This tends to improve the spatial precision of object sensing
performed when detecting changes in the current induced in the
electric field reception electrode due to the presence of an object
or feature.
In a preferred arrangement, the electric field sensing reception
electrode is in the form of a solid or block shape (as opposed, for
example, to an annular ring shape), the electric field sensing
transmission electrodes are in the form of annular rings, and a
first of the electric field sensing transmission electrodes is
positioned around the electric field sensing reception electrode,
and the second electric field sensing transmission electrode is
positioned around the first electric field sensing transmission
electrode (and in the case of a further one or more electric field
sensing transmission electrodes, this or they are positioned around
the respective preceding electric field sensing transmission
electrode, and so on).
In one arrangement the two electric field sensing transmission
electrodes are substantially in the form of annular rings arranged
around the electric field sensing reception electrode which is
substantially in the form of a filled in circle.
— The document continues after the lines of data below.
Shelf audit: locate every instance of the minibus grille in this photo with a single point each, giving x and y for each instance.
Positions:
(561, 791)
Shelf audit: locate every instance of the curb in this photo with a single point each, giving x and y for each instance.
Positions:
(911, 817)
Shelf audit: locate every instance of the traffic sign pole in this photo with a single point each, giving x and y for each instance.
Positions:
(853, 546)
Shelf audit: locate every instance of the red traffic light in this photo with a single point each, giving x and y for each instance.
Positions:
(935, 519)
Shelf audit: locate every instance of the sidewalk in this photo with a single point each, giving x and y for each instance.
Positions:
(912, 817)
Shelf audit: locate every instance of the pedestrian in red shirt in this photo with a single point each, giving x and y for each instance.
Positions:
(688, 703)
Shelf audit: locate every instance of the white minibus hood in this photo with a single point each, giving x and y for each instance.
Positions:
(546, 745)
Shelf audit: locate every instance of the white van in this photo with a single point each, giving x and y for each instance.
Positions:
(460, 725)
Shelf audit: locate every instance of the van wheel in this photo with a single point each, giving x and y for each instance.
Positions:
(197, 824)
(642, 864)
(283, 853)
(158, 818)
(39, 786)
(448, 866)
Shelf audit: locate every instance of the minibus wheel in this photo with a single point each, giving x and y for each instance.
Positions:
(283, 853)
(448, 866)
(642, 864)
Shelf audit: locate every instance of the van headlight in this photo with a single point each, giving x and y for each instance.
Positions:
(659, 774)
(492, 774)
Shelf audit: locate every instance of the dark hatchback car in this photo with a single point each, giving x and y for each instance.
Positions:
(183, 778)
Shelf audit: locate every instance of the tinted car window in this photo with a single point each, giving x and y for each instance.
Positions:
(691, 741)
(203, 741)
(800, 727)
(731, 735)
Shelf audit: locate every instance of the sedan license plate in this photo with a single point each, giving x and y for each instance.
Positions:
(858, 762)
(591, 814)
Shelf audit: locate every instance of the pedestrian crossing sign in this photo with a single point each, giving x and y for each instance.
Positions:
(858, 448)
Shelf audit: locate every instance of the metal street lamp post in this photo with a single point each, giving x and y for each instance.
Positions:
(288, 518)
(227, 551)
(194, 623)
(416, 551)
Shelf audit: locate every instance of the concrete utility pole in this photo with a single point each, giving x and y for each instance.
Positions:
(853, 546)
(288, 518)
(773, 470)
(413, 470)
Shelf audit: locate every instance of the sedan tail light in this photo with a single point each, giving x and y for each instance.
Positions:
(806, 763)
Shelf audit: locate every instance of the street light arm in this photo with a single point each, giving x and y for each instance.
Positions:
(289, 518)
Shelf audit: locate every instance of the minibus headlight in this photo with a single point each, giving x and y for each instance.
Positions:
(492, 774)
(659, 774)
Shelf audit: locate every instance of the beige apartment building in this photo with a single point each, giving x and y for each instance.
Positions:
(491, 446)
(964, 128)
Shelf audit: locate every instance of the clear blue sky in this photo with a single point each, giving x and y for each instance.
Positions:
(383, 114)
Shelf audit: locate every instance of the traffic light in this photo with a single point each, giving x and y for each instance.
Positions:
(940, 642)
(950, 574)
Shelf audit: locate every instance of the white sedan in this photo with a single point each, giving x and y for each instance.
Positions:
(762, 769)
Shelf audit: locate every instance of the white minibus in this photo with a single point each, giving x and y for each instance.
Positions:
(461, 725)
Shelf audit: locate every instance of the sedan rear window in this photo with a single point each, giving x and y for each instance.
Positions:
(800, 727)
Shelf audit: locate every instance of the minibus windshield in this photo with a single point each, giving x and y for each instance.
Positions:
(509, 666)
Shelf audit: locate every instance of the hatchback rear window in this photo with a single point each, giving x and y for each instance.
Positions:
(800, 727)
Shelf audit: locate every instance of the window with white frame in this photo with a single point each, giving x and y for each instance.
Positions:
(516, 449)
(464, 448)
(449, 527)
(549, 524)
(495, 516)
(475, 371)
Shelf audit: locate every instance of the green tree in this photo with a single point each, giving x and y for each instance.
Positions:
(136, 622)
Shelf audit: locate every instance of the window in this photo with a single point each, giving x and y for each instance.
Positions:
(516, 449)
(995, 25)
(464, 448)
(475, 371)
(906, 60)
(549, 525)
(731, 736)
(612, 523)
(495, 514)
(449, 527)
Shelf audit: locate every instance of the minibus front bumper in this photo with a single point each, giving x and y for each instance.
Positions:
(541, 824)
In a further aspect, the present invention provides methods of
sensing objects comprising providing the above mentioned items and
using them accordingly.
In particular, the present invention provides a method of sensing
objects comprising providing at least one electrode arrangement,
each electrode arrangement comprising one electric field sensing
reception electrode and at least two electric field sensing
transmission electrodes. The method further comprises driving one
(or, in the case of more than two electric field sensing
transmission electrodes, one or more) of the electric field sensing
transmission electrodes with an alternating voltage comprising at
least some antiphase portions, for example an inverted signal or
other form of signal characterised by comprising opposite polarity,
in comparison to an alternating voltage with which the other
electric field sensing transmission electrode is driven.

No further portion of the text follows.